A recent federal jury verdict in Dallas affirms the U.S. Department of Justice’s determination to extend federal prosecutions to healthcare arrangements involving commercial payers by utilizing the federal Travel Act, which was predicated in this case on underlying state commercial bribery law.
The use of the Travel Act for criminal prosecutions in private healthcare cases reflects greater scrutiny of healthcare system practices by federal prosecutors and an increasingly aggressive approach to enforcing the healthcare laws criminally against all system participants, including surgeons, primary care physicians, healthcare administrators, consultants and investors.
Doctors, hospitals and others in the healthcare space should take to heart the increasingly aggressive position the U.S. Department of Justice (DOJ) is taking, including through an expansive application of state bribery laws under the Travel Act, in bringing federal healthcare prosecutions. In its prosecutions, the government is not limiting its focus to arrangements with government-funded programs, such as Medicare and Medicaid, but is using the Travel Act to extend its prosecutorial reach to private insurance matters as well. Federal prosecutors have begun relying on local commercial bribery laws of individual states to bring indictments in cases involving questionable patient referral arrangements.

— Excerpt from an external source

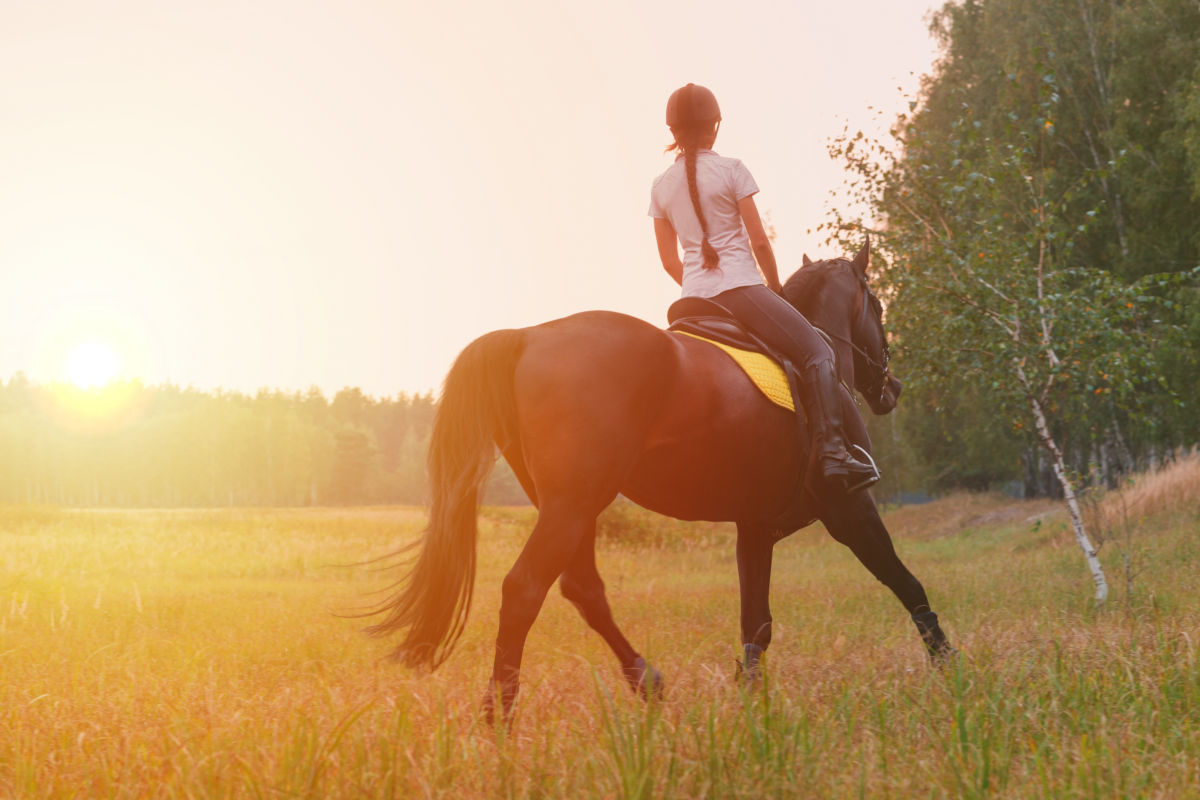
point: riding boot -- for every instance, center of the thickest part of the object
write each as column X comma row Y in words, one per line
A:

A recent verdict involving the Forest Park Medical Center (FPMC), a physician-owned surgical hospital in Dallas, highlights the scrutiny that healthcare practices may face and the extended tools federal prosecutors will reach for to drop the hammer on healthcare referral practices that, in their view, are improper. This month, following a jury trial in United States v. Beauchamp, et al., 3-16 Cr. 516D (NDTX), seven defendants, including surgeons, other healthcare providers and an FPMC managing director, were convicted of conspiracy to pay or receive healthcare bribes for arranging patient referrals. Ten defendants previously had pled guilty.
According to the indictment, FPMC capitalized on out-of-network financial arrangements with insurance carriers by setting its own prices for medical services and being “reimbursed at substantially higher rates than in-network providers.” Referred patients allegedly were assured that they would “receive in-network benefits” and did not have to pay out-of-network costs – even though FPMC billed the patients’ plans and programs at the higher out-of-network rates. To further induce these patients, the FPMC allegedly did not collect patients’ coinsurance payments. Most of the affected payers were private, but the government identified TRICARE and the Federal Employees’ Compensation Act, federally funded programs, as additionally impacted payers.